Cummins Announces Filing of IPO Registration Statement for Filtration Business
Atmus Filtration Technologies intends to apply to have its common stock listed on the New York Stock Exchange (NYSE) under the symbol ATMU
Cummins Inc. announced that its Filtration business, Atmus Filtration Technologies, has filed a registration statement on Form S-1 with the U.S. Securities and Exchange Commission (the “SEC”) for a proposed underwritten initial public offering (IPO) of newly issued common stock.
Atmus Filtration Technologies intends to apply to have its common stock listed on the New York Stock Exchange (NYSE) under the symbol ATMU. The number of shares to be offered and the price range for the offering have not yet been determined. The IPO is expected to commence after the completion of the SEC review process, subject to market and other conditions.

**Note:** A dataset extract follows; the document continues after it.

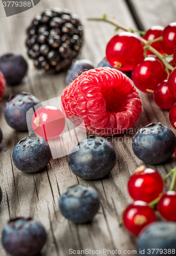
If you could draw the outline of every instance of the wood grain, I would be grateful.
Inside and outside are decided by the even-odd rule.
[[[138,6],[141,2],[136,0],[133,3]],[[159,5],[160,3],[164,4],[167,1],[149,2],[151,5],[153,2]],[[157,20],[158,23],[160,21],[163,23],[161,25],[166,24],[171,18],[174,18],[176,7],[173,0],[170,2],[173,3],[170,16],[166,15],[161,18],[159,12],[157,12]],[[0,126],[4,134],[0,152],[0,185],[3,192],[0,233],[9,219],[31,216],[40,221],[47,231],[48,239],[42,250],[42,256],[66,256],[69,255],[68,249],[70,248],[94,250],[105,248],[120,250],[122,252],[123,250],[134,250],[135,238],[118,225],[123,209],[132,201],[127,190],[128,179],[136,167],[143,163],[133,153],[131,140],[138,129],[152,121],[160,121],[170,127],[168,112],[158,108],[151,95],[140,93],[143,112],[133,134],[128,133],[113,138],[118,160],[111,174],[104,179],[85,181],[77,178],[69,169],[68,156],[51,160],[44,169],[34,174],[19,171],[12,160],[14,146],[28,133],[16,132],[8,125],[4,119],[3,108],[9,94],[24,91],[32,93],[42,101],[58,96],[66,87],[65,73],[49,75],[34,69],[32,61],[27,56],[24,44],[25,30],[35,14],[45,8],[55,6],[70,9],[80,16],[85,27],[85,35],[80,58],[90,59],[95,67],[105,54],[106,45],[113,34],[114,28],[103,23],[87,22],[88,17],[100,16],[105,12],[112,13],[118,21],[129,27],[135,27],[129,8],[123,0],[42,0],[34,8],[8,18],[6,17],[3,9],[1,9],[0,54],[13,51],[20,52],[28,60],[29,71],[21,85],[8,87],[5,97],[0,104]],[[168,8],[170,10],[170,7]],[[147,8],[153,17],[153,6],[147,6]],[[147,15],[145,16],[148,23],[150,22],[149,19]],[[145,24],[146,28],[150,26],[149,23]],[[164,177],[175,164],[173,156],[164,165],[146,165],[156,168]],[[86,225],[76,225],[68,221],[59,210],[60,195],[68,186],[78,183],[95,188],[100,198],[101,207],[98,214],[91,223]],[[1,256],[8,255],[1,245],[0,251]],[[105,253],[104,255],[108,254]]]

Steph Disher will continue to lead Atmus Filtration Technologies as CEO alongside an experienced and capable leadership team. Atmus Filtration Technologies, which was founded by Cummins in 1958, is one of the global leaders of filtration products for on-highway commercial vehicles and off-highway agriculture, construction, mining and power generation vehicles and equipment. The company’s name is derived from “atmosphere” and reflects its purpose of creating a better future by protecting what is important.

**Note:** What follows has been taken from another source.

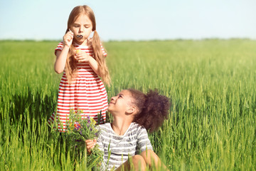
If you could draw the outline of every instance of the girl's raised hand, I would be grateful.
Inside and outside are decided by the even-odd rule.
[[[63,36],[63,43],[64,46],[68,46],[68,47],[70,47],[72,44],[72,41],[74,37],[74,33],[72,32],[72,31],[69,31],[65,33]]]
[[[96,142],[97,142],[96,139],[94,139],[93,140],[85,140],[86,149],[87,149],[88,154],[91,153],[92,149],[95,146]]]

A registration statement on Form S-1 relating to these securities has been filed with the SEC but has not yet become effective. These securities may not be sold, nor may offers to buy be accepted, prior to the time the registration statement becomes effective. This press release does not constitute an offer to sell or the solicitation of an offer to buy any securities, and shall not constitute an offer, solicitation or sale in any jurisdiction in which such offer, solicitation or sale would be unlawful prior to registration or qualification under the securities laws of that jurisdiction. Any offers, solicitations or offers to buy, or any sales of securities will be made in accordance with the registration requirements of the Securities Act of 1933, as amended (the “Securities Act”). This announcement is being issued in accordance with Rule 135 under the Securities Act.